Motorola and Nokia are working together to standardize a new wireless technology capable of handling voice and high-speed Internet access, opposing a rival technology from Qualcomm. Further division in the already fractured wireless networking market may foster higher consumer prices.

Change of direction
AT&T will assume majority control of Excite@Home's board of directors, consolidate the company's financial results with its own, and has offered to buy the stakes of co-partners Comcast and Cox Communications should those cable operators want to back away. Reversing plans for a tracking stock announced in November, the moves are intended both to shore up a wayward Internet strategy and tackle the threat of a proposed merger between America Online and Time Warner.

Sun Microsystems' willingness to be more flexible in licensing Java software for servers is paying dividends. The company has recently signed five new partners, bringing its total to 12. Sun, which invented Java, designed to shield programmers from the underlying differences among computer hardware and operating systems, has often struggled to balance its control over the software with the desire to spread it as widely as possible.

Sony announced a corporate restructuring and new deals to bring more online services to consumers as part of an ongoing attempt to reinvent itself as an Internet company. The change includes grouping three of the Japanese concern's U.S. media units under a new company called Sony Broadband Entertainment, to be formed in July. Sony aims to pipe digital content into customer's homes through high-speed Internet connections to Sony hardware.

OpenTV agreed to buy Internet pioneer Spyglass in a $2.5 billion deal to help the company expand into the burgeoning wireless communications market, and Liberate Technologies said it would acquire closely held MoreCom, a provider of software for interactive video services, for $561 million.

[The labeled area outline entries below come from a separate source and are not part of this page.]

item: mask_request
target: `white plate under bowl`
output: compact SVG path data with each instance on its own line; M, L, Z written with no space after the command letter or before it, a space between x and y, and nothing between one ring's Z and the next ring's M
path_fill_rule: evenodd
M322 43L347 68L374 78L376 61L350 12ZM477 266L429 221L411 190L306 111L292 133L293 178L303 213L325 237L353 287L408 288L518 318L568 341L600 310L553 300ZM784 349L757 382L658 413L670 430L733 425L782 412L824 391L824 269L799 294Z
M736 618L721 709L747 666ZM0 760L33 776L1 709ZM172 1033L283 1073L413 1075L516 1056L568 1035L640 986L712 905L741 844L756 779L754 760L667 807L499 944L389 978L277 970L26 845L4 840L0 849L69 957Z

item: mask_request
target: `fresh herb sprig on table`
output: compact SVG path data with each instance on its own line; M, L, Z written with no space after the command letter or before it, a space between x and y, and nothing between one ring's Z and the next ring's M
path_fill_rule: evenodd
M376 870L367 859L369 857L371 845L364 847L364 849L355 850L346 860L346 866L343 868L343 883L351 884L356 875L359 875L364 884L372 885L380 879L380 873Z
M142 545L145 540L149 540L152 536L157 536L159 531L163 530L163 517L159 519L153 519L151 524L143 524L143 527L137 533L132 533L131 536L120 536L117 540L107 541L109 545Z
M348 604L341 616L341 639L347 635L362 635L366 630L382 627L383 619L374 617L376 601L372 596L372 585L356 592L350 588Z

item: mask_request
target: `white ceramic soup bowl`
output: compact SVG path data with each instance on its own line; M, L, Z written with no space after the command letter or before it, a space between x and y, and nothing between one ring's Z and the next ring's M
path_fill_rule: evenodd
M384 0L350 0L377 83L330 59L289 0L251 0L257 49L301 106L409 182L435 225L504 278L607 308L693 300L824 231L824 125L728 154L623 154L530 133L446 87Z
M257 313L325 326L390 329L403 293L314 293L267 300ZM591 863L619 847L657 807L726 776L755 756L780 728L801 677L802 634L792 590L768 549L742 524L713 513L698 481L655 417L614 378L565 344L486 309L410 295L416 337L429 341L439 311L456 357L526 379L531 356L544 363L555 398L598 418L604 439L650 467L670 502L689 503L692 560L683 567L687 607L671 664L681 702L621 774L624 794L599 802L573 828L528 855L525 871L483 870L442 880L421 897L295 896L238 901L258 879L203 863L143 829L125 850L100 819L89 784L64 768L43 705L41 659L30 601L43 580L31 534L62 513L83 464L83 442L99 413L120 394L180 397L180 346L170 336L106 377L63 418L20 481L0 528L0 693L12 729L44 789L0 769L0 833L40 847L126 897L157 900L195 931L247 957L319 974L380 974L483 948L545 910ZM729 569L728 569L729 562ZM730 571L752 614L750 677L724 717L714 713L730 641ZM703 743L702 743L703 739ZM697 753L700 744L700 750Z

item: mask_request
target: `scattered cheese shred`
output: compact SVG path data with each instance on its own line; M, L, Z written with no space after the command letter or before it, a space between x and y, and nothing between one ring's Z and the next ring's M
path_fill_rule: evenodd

OpenTV, Liberate and Microsoft are competing for early position in the market to develop software that allows consumers to purchase goods and services via interactive TV.

Worrying
Microsoft made concessions in its ongoing antitrust settlement talks, but fear of the unknown was keeping the sides apart. The software giant tentatively agreed to refrain from charging PC makers higher prices for operating system software if these companies also sell products that compete with other Microsoft applications, and to separate its Web browser from its operating systems. But federal and state negotiators worry that the concessions may seem significant yet prove irrelevant due to the fast-changing nature of the industry as well as Microsoft's contentious history.

eBay closed some member accounts and called in federal officials after receiving more than 150 complaints about fraudulent auctions, acting on customer complaints. The leading online auctioneer contacted the U.S. Postal Service, which investigates mail fraud, and the Los Angeles Police Department in Van Nuys, Calif., where the alleged perpetrators are believed to have based their operations.

Also of note
IBM said it shipped its 10 millionth ThinkPad notebook ? Lernout & Hauspie agreed to acquire Dragon Systems for about $593 million, combining the two leaders in voice recognition software ? Intel invested in two Linux companies, which likely will expand the operating system's inclusion on Intel computers ? AT&T's sale of stock to track performance of its wireless telephone business could raise as much as $11.5 billion, making it the biggest initial public offering in U.S. history ? Cisco Systems surpassed Microsoft as the most valuable company in the world.